After another hour and a half or so of hiking, we popped out onto a street at the outskirts of town and made our way towards the hotel. It was 11:30 at night and we had climbed to the highest peak in the country and descent over 13,000 total feet while hiking for over 16 hours; at least 4 of those in the dark. Needless to say, we were tired, hungry and ready to be done.
We found a small restaurant in the town square playing soccer on the TV and serving ice cream and took advantage of the opportunity to take a break. We relax a bit and enjoyed our treats and the soccer before paying our bill and heading towards our hotel. We arrived at the hotel just after midnight and where happy to get a shower and head to bed.

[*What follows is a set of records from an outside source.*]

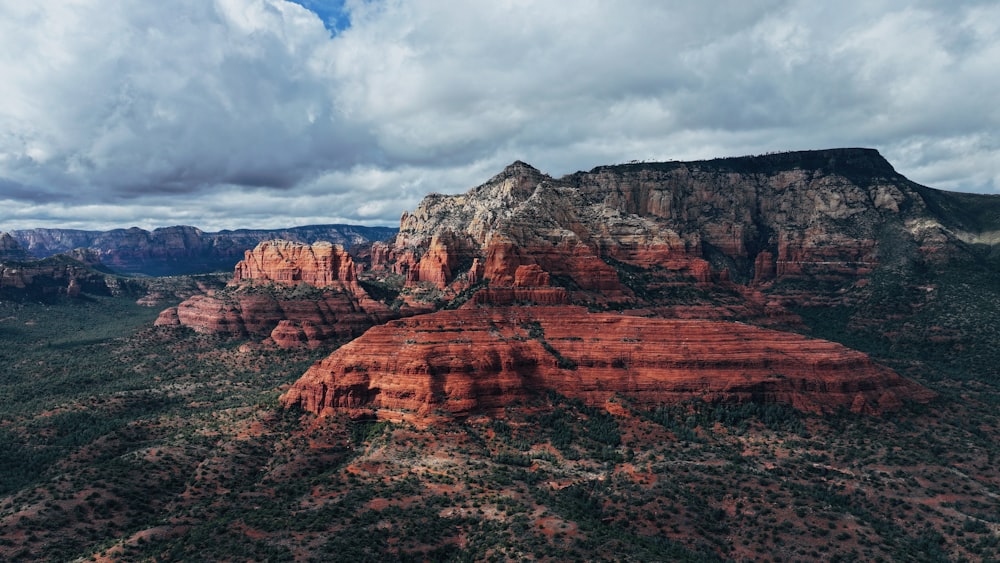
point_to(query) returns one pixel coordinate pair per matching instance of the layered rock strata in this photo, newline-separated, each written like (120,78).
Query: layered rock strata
(454,363)
(752,222)
(288,293)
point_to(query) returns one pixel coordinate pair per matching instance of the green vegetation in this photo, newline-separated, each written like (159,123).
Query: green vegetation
(167,445)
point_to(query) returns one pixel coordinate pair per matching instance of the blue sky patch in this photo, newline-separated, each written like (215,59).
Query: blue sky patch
(332,12)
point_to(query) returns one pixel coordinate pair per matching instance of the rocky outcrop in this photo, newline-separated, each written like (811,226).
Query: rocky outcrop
(182,249)
(483,359)
(320,264)
(58,275)
(757,222)
(287,293)
(682,249)
(10,249)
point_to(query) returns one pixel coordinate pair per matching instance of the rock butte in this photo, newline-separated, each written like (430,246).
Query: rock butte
(692,244)
(261,301)
(454,363)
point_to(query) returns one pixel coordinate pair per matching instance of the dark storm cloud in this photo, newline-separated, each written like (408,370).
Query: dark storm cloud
(236,113)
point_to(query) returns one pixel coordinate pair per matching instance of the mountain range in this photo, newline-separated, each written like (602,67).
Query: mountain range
(181,249)
(788,356)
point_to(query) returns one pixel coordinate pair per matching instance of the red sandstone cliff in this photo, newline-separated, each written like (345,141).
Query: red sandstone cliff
(480,359)
(290,293)
(620,234)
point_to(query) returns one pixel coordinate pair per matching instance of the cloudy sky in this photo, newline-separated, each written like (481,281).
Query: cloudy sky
(267,113)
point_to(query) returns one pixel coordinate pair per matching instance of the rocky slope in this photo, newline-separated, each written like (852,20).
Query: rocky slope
(287,293)
(455,363)
(182,249)
(23,276)
(818,216)
(752,239)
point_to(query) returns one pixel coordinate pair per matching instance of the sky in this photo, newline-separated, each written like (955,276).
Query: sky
(227,114)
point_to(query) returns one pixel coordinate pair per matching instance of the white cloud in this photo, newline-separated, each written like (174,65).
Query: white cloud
(232,113)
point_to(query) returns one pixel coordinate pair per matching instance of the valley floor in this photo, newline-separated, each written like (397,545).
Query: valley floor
(125,442)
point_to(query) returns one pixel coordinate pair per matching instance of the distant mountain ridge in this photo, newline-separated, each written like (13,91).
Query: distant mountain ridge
(182,249)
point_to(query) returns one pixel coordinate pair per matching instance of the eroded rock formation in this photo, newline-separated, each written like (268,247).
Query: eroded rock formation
(290,293)
(477,359)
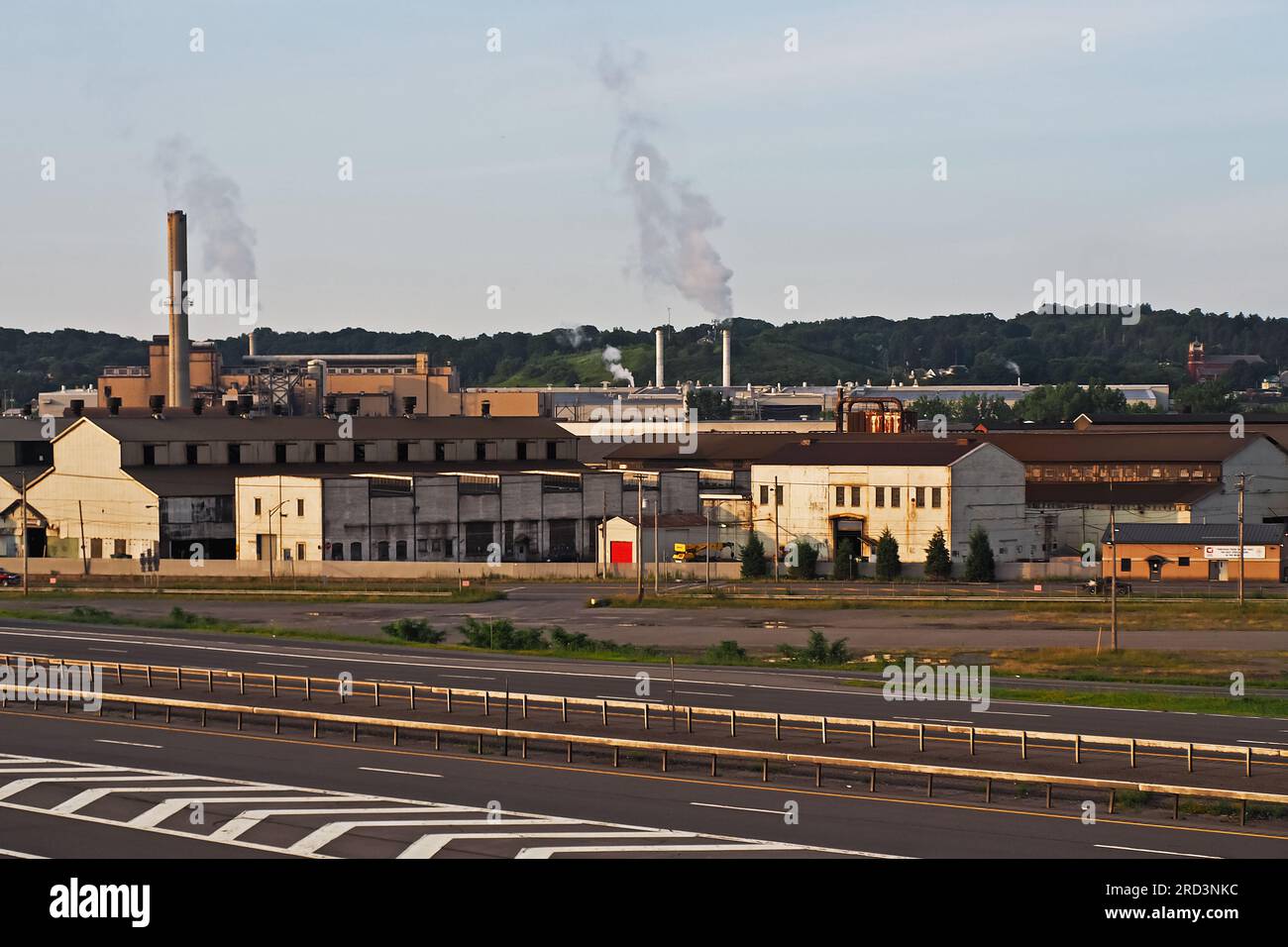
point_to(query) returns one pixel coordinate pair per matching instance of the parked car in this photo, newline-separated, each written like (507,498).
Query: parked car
(1100,586)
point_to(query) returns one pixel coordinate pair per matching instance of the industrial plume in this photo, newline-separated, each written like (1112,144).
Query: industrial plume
(214,202)
(613,363)
(673,219)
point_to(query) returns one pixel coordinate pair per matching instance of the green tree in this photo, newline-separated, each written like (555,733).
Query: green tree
(752,557)
(888,557)
(845,566)
(939,566)
(979,561)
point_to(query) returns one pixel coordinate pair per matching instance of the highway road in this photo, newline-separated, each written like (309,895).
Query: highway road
(295,797)
(784,690)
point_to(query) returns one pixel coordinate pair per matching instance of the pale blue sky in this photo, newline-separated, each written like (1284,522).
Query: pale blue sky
(476,169)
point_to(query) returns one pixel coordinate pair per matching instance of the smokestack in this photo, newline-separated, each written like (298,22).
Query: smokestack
(178,388)
(726,372)
(658,375)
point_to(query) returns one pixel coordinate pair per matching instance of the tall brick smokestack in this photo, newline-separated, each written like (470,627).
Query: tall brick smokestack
(178,385)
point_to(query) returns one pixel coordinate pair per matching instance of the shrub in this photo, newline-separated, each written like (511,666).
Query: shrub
(939,565)
(888,557)
(752,557)
(415,630)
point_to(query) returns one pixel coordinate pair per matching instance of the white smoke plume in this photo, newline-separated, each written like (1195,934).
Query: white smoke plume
(213,201)
(613,363)
(673,219)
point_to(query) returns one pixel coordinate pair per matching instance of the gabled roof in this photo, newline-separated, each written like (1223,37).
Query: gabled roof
(1199,534)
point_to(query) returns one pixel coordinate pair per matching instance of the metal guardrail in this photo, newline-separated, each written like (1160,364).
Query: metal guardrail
(377,690)
(665,750)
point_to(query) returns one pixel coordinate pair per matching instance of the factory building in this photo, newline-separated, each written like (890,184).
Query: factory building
(825,489)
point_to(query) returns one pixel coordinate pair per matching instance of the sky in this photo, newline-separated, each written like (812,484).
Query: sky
(883,158)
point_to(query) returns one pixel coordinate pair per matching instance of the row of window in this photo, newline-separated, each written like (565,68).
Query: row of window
(360,453)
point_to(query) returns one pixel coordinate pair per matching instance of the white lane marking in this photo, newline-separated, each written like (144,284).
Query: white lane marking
(704,693)
(400,772)
(1158,852)
(253,817)
(160,812)
(738,808)
(429,845)
(309,844)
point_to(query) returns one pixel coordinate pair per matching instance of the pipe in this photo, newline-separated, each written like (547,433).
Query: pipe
(726,372)
(658,375)
(178,386)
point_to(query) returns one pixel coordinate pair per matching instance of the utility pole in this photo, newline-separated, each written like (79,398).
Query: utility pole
(1113,581)
(80,510)
(1243,483)
(773,500)
(26,540)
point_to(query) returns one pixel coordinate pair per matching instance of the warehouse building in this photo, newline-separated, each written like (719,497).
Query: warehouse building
(1194,552)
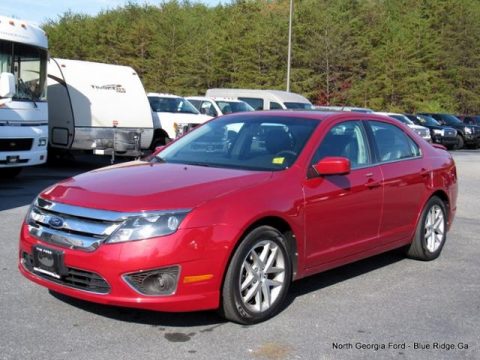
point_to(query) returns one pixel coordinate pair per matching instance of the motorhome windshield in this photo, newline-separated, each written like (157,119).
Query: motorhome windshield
(29,65)
(171,104)
(292,105)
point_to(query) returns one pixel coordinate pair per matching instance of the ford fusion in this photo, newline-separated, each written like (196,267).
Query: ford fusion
(227,216)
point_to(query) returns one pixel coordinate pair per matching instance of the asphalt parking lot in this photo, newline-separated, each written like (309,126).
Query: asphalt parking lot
(383,307)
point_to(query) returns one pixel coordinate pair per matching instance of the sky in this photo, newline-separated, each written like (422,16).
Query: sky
(39,11)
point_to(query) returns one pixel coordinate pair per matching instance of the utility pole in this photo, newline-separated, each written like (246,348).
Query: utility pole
(289,59)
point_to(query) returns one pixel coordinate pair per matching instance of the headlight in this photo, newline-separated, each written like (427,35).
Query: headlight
(148,225)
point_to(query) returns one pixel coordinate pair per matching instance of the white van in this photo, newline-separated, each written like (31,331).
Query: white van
(174,114)
(420,130)
(264,99)
(98,107)
(23,105)
(218,106)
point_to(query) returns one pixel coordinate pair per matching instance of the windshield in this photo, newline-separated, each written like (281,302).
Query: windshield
(245,142)
(403,119)
(305,106)
(228,107)
(171,104)
(29,65)
(427,120)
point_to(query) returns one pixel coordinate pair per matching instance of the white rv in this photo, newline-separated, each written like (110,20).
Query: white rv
(98,107)
(23,105)
(264,99)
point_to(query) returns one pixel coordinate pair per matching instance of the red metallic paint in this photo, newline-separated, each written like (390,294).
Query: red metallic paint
(334,219)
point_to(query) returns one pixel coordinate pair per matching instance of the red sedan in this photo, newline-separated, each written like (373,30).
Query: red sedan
(230,214)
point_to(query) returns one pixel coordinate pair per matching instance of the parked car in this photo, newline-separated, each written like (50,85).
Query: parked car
(420,130)
(467,135)
(230,214)
(218,106)
(471,119)
(343,108)
(444,135)
(174,114)
(264,99)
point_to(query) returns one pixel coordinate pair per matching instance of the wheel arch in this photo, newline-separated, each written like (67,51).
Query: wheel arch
(282,226)
(158,135)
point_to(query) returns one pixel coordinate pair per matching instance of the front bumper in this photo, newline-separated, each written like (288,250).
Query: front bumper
(185,248)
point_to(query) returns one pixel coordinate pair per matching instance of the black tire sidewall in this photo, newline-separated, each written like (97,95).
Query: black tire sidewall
(421,230)
(233,292)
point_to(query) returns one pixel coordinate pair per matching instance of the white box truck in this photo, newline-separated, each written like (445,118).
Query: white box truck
(99,107)
(23,103)
(264,99)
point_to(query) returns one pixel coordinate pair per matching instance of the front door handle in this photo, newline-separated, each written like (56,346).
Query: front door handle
(371,184)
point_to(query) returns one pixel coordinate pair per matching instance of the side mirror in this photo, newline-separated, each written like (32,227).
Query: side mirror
(332,165)
(7,85)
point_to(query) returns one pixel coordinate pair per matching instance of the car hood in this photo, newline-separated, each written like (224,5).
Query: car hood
(139,185)
(183,117)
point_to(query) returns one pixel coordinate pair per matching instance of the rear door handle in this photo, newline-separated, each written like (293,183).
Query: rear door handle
(372,184)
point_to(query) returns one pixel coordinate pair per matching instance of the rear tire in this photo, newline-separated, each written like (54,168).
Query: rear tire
(257,278)
(431,232)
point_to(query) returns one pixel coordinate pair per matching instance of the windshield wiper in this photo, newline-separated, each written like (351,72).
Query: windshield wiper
(28,90)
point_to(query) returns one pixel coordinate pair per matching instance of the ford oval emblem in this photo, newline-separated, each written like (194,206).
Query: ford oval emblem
(56,222)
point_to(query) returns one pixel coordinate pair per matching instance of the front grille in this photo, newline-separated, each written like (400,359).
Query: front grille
(75,278)
(71,226)
(15,144)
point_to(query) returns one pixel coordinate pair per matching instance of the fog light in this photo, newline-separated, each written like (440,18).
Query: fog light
(154,282)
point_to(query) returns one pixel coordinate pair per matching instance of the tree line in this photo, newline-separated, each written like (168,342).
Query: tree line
(395,55)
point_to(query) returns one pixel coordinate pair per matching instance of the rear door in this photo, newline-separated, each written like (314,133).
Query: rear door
(405,180)
(342,212)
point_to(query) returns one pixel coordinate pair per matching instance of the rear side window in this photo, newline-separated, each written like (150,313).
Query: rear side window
(256,103)
(392,143)
(275,106)
(346,139)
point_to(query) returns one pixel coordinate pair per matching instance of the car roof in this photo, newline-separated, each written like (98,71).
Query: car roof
(316,115)
(164,95)
(214,98)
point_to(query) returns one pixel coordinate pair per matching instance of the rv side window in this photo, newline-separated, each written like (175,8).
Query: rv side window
(275,106)
(256,103)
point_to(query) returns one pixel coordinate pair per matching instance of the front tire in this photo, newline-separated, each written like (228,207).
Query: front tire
(431,232)
(257,278)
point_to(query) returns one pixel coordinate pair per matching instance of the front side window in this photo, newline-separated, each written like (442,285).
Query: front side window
(392,143)
(242,142)
(172,105)
(299,106)
(346,139)
(228,107)
(29,65)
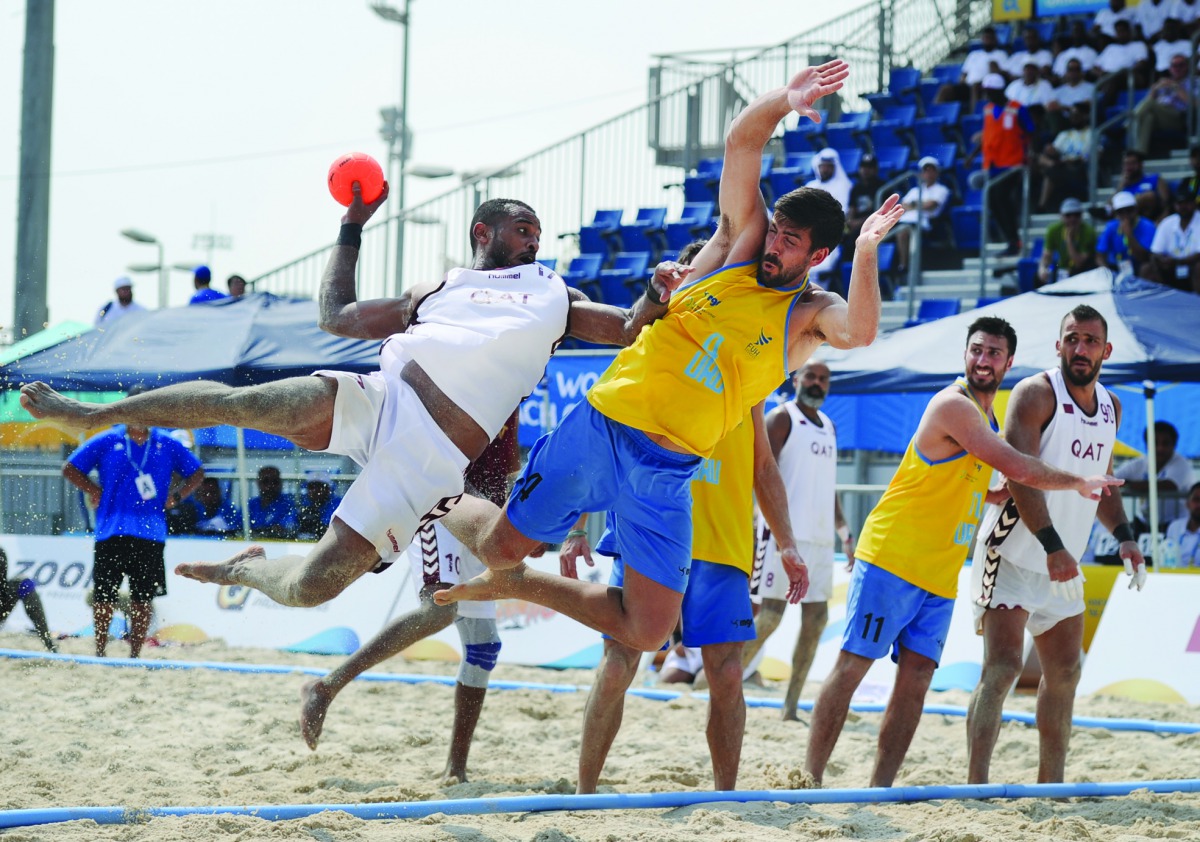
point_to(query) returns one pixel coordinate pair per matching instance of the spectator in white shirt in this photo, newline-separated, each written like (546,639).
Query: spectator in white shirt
(1174,474)
(924,204)
(1035,50)
(1075,46)
(1107,18)
(1150,14)
(1185,531)
(990,58)
(1176,246)
(119,306)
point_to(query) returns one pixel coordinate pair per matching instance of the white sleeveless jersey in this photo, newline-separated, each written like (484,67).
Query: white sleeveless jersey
(1075,441)
(484,337)
(808,462)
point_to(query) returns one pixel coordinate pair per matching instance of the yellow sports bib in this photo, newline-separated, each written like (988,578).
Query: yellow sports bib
(696,372)
(923,525)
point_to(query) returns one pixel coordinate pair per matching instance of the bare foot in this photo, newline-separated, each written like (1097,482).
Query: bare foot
(43,402)
(221,572)
(315,701)
(491,584)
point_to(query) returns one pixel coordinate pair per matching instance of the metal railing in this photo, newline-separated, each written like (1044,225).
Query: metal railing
(637,158)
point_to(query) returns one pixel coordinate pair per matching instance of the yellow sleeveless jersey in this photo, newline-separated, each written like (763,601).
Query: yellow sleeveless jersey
(922,528)
(696,372)
(723,501)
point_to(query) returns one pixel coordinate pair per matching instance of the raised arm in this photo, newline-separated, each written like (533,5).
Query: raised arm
(772,497)
(607,325)
(743,214)
(341,313)
(855,322)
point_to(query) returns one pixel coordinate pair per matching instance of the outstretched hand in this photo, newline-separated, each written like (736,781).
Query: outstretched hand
(813,83)
(359,211)
(879,223)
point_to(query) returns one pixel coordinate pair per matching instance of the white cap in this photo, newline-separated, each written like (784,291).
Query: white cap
(994,82)
(1123,199)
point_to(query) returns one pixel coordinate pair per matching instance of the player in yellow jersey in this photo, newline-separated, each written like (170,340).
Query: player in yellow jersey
(915,542)
(724,346)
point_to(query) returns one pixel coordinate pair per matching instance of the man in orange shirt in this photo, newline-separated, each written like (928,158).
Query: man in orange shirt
(1005,142)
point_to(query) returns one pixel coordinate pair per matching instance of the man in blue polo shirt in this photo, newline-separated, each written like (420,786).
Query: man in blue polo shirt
(135,467)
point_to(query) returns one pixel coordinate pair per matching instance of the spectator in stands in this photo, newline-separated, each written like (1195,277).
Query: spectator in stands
(201,278)
(25,591)
(237,286)
(1005,142)
(1073,91)
(1174,474)
(1125,242)
(833,180)
(1069,245)
(1150,18)
(1062,163)
(1030,89)
(1165,107)
(1185,531)
(1035,53)
(925,203)
(1104,23)
(990,58)
(133,467)
(1078,47)
(1176,246)
(316,507)
(1150,190)
(273,513)
(119,306)
(214,516)
(1122,54)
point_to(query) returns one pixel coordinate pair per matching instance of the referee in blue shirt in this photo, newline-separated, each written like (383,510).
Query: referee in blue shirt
(135,468)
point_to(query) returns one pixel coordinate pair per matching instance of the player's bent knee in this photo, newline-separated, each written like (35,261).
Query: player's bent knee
(480,650)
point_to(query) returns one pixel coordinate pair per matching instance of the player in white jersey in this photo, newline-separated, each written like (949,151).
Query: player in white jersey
(805,445)
(1025,572)
(460,354)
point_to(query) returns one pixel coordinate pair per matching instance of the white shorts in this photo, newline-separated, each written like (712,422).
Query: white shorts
(691,661)
(438,558)
(1002,584)
(768,581)
(412,473)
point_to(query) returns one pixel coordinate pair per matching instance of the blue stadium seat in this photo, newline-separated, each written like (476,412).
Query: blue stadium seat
(695,221)
(628,268)
(601,236)
(582,269)
(930,310)
(646,233)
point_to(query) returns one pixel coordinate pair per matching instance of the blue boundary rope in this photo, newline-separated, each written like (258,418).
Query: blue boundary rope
(1109,723)
(525,804)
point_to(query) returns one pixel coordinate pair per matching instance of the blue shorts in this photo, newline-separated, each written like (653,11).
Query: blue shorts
(589,463)
(715,606)
(885,612)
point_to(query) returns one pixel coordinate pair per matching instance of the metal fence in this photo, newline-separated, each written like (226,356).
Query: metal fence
(640,157)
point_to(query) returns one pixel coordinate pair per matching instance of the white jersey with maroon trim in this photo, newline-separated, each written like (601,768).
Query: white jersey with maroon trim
(484,337)
(1075,441)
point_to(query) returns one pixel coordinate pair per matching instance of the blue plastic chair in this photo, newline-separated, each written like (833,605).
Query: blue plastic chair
(628,268)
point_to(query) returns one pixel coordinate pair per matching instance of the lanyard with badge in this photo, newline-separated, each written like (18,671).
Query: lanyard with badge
(144,482)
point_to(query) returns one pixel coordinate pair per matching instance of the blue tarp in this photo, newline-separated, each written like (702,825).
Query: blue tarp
(240,342)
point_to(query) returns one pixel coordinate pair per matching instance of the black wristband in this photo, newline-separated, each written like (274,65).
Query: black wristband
(653,295)
(1049,540)
(1123,533)
(351,234)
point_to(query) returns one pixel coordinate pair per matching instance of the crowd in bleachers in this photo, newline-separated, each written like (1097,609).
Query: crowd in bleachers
(923,137)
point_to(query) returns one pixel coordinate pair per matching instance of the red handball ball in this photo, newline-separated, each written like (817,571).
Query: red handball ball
(355,167)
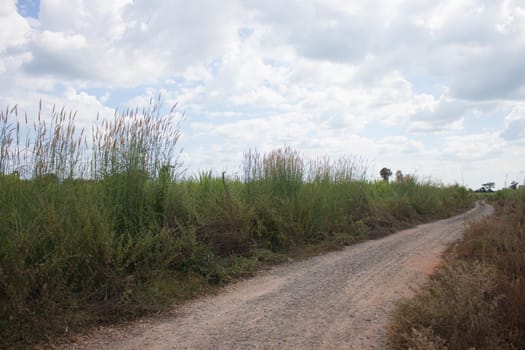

The morning was bittersweet. While we were excited to finish our adventure, we weren’t ready for it to end. Nil and I had truly solidified the brotherhood that had been slowly built over the past year and half of correspondence. We enjoy our breakfast before beginning our ascent to the sea.
We slowly made our way through the sleepy streets of the village and into the surrounding farm land. We passed a shepherd on the the road and stopped to take pictures with him. His hospitality, joy and toothless smile furthering reinforcing my realization that the people of Greece may very well be the most friendly of anywhere that I’ve ever been.
The day moved along quickly as we connected farm roads and passed olive farms while picking up tons of trash alongside the road. Before too long the sea was in sight. We had chosen to end our hike at the sea because it just seemed to make sense at the time. The smell of the ocean in the air was a welcome sensation and our pace quickened.
The pavement soon gave way to sand and our shoes were quickly removed to allow the sand to freedom to move between our toes. Throwing our packs on the ground and ripping our shirts off, we ran into the water to officially end our route.
The Aegean was refreshing and cool and we simply floated in the sea letting the suns rays warm our faces. It was hard to believe that the hike was over but it was hard to complain about where it ended.
After a quick snack from a seaside hut, we made our way back to the main road and hitchhiked to the train station to make our way back to Thessaloniki. We spent the majority of the evening trading the pictures and videos that we took before heading back to a hostel but not before enjoying one of the famous Greek Gyros.